Rich African states 'squander their wealth' as children die

Some of Africa's biggest "success stories" are accused today of squandering money they could be using to help prevent millions of children dying.

A report says that many of the developing countries hailed by the West as economic miracles are using little of their new wealth to tackle easily preventable diseases that kill millions of the most vulnerable, in particular newborn babies, young children and women in childbirth.

The findings from Save the Children are, the aid agency says, an indictment of governments in sub-Saharan Africa. Nearly half of the worst performing countries are in Africa, despite some boasting economic growth rates three times the global average.

The agency has plotted rates of child mortality against UN data on per-capita income to publish an index showing which countries are making the best use of their new prosperity. Oil-rich Angola emerges worst. Although it now has a per-capita income high enough to put it in the "middle income" category of states, more than one in four children dies before their fifth birthday. Sierra Leone is the second-worst performing, with 118 more children per 1,000 dying than should do for the amount of cash coming into the country. South Africa and Nigeria are also criticised.

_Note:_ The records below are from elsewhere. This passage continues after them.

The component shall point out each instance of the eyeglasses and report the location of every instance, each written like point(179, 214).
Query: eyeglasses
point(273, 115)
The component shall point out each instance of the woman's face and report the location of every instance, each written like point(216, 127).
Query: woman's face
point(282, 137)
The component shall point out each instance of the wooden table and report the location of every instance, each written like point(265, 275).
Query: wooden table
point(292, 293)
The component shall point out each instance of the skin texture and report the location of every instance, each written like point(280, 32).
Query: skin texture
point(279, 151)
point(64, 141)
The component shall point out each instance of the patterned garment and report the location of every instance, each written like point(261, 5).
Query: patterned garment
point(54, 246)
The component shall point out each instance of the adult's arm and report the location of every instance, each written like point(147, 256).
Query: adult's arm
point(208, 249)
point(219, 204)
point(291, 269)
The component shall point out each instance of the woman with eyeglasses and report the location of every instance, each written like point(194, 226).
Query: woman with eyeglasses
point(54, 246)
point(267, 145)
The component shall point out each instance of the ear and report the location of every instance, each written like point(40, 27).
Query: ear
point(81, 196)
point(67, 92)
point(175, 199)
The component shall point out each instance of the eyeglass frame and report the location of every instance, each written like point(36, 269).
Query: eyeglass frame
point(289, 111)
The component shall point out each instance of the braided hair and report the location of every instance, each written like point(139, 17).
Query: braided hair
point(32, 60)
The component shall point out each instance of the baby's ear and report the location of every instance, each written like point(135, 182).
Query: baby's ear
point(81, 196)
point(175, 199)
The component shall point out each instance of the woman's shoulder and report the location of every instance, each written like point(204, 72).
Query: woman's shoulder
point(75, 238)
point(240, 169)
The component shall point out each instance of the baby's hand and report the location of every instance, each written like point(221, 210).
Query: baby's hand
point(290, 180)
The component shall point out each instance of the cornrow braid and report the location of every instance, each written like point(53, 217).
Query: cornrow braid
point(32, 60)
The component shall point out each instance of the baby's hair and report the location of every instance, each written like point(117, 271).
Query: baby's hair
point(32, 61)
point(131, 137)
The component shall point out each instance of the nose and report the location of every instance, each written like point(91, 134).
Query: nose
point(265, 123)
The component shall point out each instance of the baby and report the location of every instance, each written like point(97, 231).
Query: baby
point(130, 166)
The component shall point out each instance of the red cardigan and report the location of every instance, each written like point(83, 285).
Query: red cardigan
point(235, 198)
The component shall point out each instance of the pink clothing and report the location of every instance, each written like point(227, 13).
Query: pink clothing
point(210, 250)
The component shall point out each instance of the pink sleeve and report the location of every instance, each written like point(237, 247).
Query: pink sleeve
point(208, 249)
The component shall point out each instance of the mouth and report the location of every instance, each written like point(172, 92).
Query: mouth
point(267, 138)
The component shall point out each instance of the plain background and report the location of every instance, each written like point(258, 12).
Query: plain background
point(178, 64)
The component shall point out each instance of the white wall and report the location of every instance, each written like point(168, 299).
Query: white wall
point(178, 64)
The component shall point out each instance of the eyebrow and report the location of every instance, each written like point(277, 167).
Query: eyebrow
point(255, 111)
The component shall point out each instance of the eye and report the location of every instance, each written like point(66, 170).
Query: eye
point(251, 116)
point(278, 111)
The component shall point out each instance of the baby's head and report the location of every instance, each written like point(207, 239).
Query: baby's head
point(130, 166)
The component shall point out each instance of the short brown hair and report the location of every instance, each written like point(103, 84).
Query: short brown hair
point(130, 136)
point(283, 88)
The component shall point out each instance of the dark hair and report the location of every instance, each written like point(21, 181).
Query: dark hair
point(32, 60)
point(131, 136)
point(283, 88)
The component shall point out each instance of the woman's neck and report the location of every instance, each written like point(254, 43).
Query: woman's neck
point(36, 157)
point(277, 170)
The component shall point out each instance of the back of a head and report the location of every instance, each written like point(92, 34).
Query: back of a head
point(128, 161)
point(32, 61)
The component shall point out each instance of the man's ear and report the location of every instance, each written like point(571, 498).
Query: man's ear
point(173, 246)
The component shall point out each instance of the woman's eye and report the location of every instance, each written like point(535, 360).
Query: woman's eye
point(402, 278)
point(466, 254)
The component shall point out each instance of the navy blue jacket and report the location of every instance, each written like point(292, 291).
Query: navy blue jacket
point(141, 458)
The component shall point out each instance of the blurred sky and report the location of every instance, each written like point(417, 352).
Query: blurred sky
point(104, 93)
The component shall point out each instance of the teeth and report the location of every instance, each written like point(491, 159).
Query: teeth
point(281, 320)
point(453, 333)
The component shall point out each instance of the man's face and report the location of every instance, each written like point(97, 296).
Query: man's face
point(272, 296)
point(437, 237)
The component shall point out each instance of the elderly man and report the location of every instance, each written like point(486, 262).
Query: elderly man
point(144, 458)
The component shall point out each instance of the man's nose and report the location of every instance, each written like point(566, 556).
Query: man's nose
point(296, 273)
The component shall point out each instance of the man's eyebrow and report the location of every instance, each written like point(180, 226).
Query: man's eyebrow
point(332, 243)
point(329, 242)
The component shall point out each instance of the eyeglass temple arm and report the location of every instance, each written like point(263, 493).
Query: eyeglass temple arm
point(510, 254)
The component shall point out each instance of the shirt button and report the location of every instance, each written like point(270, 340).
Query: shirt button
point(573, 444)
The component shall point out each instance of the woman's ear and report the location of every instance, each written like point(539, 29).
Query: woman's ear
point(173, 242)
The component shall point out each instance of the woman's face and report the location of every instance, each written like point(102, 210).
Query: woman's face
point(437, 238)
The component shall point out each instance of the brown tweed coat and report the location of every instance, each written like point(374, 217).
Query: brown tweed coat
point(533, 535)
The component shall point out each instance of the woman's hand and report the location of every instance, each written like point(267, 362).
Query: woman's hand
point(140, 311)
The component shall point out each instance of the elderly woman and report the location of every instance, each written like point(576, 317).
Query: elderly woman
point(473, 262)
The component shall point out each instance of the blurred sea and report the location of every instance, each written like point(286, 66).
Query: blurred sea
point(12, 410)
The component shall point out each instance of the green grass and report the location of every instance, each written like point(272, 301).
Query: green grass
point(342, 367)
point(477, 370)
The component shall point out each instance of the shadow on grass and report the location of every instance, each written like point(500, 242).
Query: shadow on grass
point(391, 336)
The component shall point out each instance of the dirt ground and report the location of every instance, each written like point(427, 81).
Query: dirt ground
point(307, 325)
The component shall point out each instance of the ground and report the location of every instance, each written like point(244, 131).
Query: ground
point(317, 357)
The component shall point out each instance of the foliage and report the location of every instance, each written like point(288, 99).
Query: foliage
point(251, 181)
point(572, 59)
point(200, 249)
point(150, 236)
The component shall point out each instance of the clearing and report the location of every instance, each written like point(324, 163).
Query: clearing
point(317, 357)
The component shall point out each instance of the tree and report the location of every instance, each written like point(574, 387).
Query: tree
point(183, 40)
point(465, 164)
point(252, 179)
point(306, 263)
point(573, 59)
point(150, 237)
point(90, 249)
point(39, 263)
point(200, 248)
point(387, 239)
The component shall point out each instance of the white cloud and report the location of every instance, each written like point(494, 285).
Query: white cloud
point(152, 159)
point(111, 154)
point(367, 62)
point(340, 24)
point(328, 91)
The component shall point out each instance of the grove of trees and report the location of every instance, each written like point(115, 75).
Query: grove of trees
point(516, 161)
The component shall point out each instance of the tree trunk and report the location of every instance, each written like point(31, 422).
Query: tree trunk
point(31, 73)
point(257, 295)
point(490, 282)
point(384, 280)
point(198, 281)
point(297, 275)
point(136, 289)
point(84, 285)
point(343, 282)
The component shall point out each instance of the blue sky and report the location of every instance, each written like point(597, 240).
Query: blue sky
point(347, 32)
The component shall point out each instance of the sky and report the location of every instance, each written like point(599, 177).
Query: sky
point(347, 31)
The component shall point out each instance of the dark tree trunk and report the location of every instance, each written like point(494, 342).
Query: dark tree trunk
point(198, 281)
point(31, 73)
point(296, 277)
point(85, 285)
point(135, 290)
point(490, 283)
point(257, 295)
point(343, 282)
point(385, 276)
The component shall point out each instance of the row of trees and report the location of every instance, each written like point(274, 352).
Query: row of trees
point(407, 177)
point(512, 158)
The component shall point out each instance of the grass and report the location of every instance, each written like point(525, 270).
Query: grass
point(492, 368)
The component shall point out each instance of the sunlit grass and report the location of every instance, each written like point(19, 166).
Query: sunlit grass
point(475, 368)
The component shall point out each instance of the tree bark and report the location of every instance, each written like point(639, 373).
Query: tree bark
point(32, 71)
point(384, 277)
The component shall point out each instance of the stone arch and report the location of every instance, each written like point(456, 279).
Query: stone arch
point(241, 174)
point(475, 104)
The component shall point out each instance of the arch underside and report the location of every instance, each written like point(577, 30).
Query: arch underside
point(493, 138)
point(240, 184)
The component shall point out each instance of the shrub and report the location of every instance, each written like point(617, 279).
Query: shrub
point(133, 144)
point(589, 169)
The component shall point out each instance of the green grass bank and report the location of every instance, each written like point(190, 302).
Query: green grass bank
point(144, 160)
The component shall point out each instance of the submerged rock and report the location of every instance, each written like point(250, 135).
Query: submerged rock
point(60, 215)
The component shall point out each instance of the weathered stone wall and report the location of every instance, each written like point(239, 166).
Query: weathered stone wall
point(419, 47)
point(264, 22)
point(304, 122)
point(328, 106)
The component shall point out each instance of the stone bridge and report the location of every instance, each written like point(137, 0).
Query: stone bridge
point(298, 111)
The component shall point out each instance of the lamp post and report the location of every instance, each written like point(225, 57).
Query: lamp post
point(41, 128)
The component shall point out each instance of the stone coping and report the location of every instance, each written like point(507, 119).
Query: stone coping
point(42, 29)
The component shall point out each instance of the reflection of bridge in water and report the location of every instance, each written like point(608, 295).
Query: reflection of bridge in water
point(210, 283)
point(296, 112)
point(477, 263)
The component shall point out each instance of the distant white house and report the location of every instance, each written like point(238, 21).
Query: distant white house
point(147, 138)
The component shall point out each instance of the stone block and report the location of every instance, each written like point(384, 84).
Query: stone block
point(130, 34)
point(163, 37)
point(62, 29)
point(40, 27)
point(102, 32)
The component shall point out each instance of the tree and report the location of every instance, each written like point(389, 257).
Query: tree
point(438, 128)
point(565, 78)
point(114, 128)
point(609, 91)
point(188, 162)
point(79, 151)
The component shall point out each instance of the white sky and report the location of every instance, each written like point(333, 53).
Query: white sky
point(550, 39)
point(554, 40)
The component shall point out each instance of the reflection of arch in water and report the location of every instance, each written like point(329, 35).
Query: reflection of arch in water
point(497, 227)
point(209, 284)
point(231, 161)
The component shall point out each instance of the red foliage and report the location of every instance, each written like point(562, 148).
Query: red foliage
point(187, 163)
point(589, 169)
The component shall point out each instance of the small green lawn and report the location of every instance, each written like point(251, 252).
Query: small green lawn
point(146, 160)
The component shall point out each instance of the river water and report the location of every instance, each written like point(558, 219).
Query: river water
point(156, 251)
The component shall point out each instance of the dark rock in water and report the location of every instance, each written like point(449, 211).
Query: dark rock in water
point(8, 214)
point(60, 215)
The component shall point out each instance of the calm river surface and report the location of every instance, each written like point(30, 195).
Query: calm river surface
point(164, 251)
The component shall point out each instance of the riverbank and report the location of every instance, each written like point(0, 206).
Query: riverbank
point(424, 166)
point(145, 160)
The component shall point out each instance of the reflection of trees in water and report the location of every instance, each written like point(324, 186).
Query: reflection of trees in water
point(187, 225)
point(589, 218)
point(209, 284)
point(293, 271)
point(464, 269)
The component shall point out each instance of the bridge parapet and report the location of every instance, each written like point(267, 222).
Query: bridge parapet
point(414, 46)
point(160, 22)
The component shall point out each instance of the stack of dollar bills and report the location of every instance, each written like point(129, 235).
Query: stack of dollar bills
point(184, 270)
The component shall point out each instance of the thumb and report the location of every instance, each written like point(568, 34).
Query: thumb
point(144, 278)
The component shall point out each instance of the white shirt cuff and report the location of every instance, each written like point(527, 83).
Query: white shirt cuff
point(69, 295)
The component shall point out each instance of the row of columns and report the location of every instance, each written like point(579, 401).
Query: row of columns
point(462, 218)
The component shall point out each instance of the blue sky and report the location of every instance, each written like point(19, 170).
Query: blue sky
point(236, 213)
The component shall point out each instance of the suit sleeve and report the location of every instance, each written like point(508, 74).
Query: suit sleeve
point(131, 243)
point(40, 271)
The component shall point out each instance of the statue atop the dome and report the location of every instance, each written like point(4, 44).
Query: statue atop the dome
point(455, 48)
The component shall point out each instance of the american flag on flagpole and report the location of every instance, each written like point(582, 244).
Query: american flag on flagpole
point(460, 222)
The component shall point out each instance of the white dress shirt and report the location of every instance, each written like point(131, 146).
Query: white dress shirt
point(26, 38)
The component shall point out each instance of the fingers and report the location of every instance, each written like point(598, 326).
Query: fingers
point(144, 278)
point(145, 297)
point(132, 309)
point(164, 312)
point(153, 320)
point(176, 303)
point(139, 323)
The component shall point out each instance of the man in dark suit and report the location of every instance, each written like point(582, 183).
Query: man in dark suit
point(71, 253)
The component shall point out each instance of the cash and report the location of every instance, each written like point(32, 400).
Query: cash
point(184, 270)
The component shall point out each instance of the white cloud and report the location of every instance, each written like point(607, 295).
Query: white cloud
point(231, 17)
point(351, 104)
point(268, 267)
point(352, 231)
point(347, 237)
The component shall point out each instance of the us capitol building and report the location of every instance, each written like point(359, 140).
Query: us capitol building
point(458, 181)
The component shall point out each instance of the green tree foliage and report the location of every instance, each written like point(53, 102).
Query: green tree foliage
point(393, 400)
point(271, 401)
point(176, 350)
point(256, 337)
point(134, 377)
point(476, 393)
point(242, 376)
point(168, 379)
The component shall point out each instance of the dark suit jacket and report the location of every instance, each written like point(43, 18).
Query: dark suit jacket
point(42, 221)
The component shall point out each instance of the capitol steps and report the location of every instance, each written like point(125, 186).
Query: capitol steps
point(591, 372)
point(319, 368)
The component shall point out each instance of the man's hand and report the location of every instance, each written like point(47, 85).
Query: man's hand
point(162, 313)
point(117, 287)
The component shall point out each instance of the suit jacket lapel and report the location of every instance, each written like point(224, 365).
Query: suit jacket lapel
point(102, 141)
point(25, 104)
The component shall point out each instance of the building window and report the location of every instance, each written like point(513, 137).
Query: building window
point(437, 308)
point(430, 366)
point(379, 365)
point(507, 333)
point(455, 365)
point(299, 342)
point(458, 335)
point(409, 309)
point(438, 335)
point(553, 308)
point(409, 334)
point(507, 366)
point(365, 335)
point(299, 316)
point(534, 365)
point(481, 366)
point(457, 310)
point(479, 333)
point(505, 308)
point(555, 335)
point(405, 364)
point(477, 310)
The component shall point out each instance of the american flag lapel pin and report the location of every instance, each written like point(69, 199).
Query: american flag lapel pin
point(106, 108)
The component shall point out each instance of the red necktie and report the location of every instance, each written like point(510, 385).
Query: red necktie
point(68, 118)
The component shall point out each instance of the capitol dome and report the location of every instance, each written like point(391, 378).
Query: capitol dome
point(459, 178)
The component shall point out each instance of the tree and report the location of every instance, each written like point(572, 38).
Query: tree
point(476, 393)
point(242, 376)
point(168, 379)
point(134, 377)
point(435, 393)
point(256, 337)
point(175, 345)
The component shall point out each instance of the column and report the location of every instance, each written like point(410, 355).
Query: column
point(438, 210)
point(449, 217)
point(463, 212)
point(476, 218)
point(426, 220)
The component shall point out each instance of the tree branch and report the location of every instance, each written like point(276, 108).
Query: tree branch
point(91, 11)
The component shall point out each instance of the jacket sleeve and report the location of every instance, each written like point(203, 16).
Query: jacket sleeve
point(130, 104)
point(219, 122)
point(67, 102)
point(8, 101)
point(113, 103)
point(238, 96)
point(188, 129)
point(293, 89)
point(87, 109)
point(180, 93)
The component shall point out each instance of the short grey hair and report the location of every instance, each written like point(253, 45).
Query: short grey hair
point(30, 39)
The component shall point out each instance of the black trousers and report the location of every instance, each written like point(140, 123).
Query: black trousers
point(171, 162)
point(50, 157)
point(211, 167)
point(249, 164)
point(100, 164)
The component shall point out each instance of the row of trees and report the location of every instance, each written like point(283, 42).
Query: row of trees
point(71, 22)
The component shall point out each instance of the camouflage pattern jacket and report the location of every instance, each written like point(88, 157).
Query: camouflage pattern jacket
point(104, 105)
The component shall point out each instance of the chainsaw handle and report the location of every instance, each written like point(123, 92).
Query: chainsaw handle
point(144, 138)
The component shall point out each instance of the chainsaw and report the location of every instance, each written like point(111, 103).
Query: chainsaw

However, Bangladesh, despite its poverty, is one of the few countries to improve significantly child health. Its wealth per head grew at a rate of 23 per cent between 2000 and 2006, and the increased prosperity has at least partly been converted into a better deal for the poor. During the same period, its child mortality rate has fallen by 25 per cent. India's per-capita income grew 82 per cent in the same period, but it managed to cut child mortality rates by only 19 per cent.

Some 10 million children die each year of illnesses related to poverty and limited access to medical treatment, and 41 countries account for 9 million of those child deaths. The 10 countries with the worst record for converting new wealth into child survival are Angola, Sierra Leone, Niger, Chad, Mali, Burkina Faso, Guinea, Nigeria, South Africa and Cameroon.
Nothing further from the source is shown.